For momentum to stabilize, buyers need to reclaim $1.40 and push price back above the descending trendline. Until that happens, any upside move looks more like a short-lived relief bounce rather than a real trend change. There’s no sign of panic selling yet, but there’s also no clear demand stepping in to defend current levels.

Outlook: Can XRP Move Higher?

The next move really comes down to how price reacts around the $1.35 support zone.

Bullish scenario:

If XRP holds $1.35 and manages to close back above $1.40, especially with a break of the descending trendline, momentum would shift closer to neutral. That would bring $1.50 back into play. A reclaim of $1.59 would be the first real signal that the broader downtrend is losing steam.

Bearish scenario:

A clean daily close below $1.35 would confirm a breakdown and expose the $1.00 psychological level, with the $0.50 demand zone from mid-2024 becoming a longer-term downside target. Losing $1.35 would mark a fresh multi-month low and keep pressure firmly on the downside.

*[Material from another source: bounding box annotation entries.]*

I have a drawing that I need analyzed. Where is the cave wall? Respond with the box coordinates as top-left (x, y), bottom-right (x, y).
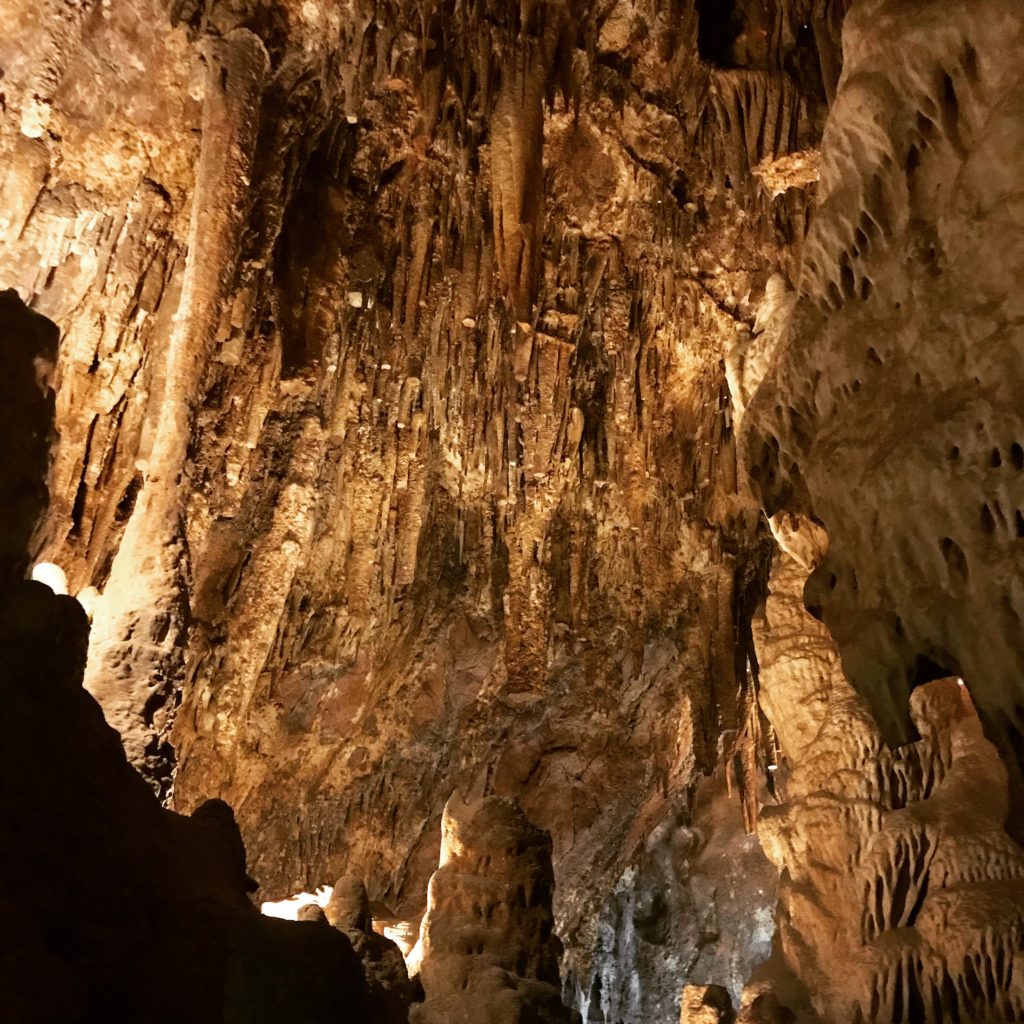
top-left (748, 2), bottom-right (1024, 800)
top-left (0, 0), bottom-right (845, 991)
top-left (730, 2), bottom-right (1024, 1022)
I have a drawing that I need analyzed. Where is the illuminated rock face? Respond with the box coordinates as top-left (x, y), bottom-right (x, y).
top-left (410, 797), bottom-right (580, 1024)
top-left (748, 0), bottom-right (1024, 800)
top-left (748, 556), bottom-right (1024, 1024)
top-left (0, 0), bottom-right (1024, 1024)
top-left (0, 0), bottom-right (845, 991)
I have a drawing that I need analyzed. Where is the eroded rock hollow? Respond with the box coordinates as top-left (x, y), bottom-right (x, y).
top-left (0, 0), bottom-right (1024, 1024)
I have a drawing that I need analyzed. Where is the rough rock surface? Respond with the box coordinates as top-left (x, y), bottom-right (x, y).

For now, XRP remains in a fragile spot, support is being tested, but buyers still need to prove they’re willing to step in.

Fundamentals: Quiet Progress Beneath the Surface

Fundamentally, Ripple continues to build, even while price chops around.

There’s growing speculation around a potential Ripple IPO, which could shine a spotlight on the XRP ecosystem if structured favorably. On top of that, XRPL adoption is expanding through tokenization efforts and institutional partnerships. These developments don’t always move price immediately, but they matter over a longer horizon.

That said, XRP still faces challenges. Competition in the payments and tokenization space is intense, and confusion around fake or unofficial tokens hasn’t helped sentiment. ETF flows have also been underwhelming so far, limiting fresh demand.

In my view, XRP fundamentals are improving faster than its price reflects but markets often take time to reward that.


Sentiment and Price Expectations

Market opinions are split. Some traders see the recent pullback as a textbook accumulation zone, while others remain cautious due to weak retail participation and lingering resistance overhead.

Short term, a push to $2 looks unlikely without a clear breakout. Medium term, however, a confirmed break above resistance could open the door toward the $2.50–$3.00 range. Longer-term projections for 2026 vary widely, which tells me uncertainty is still high.

Personally, I treat this phase as high-risk, high-potential. XRP doesn’t look dead, but it also hasn’t proven itself yet.


Final Thoughts

XRP appears to be in a corrective, rebuilding phase rather than a full-blown downtrend. Technical setups suggest upside is possible if key levels hold, while fundamentals continue to strengthen quietly in the background.

That said, volatility remains elevated. This is not a “set and forget” environment. If accumulation is happening here, it’s happening slowly and selectively, not through explosive retail hype.

For me, XRP in 2026 is a patience trade. If support holds and broader market conditions improve, the upside could be meaningful. If not, another shakeout wouldn’t be surprising. Watching whale behavior, volume expansion, and institutional flows will be critical from here.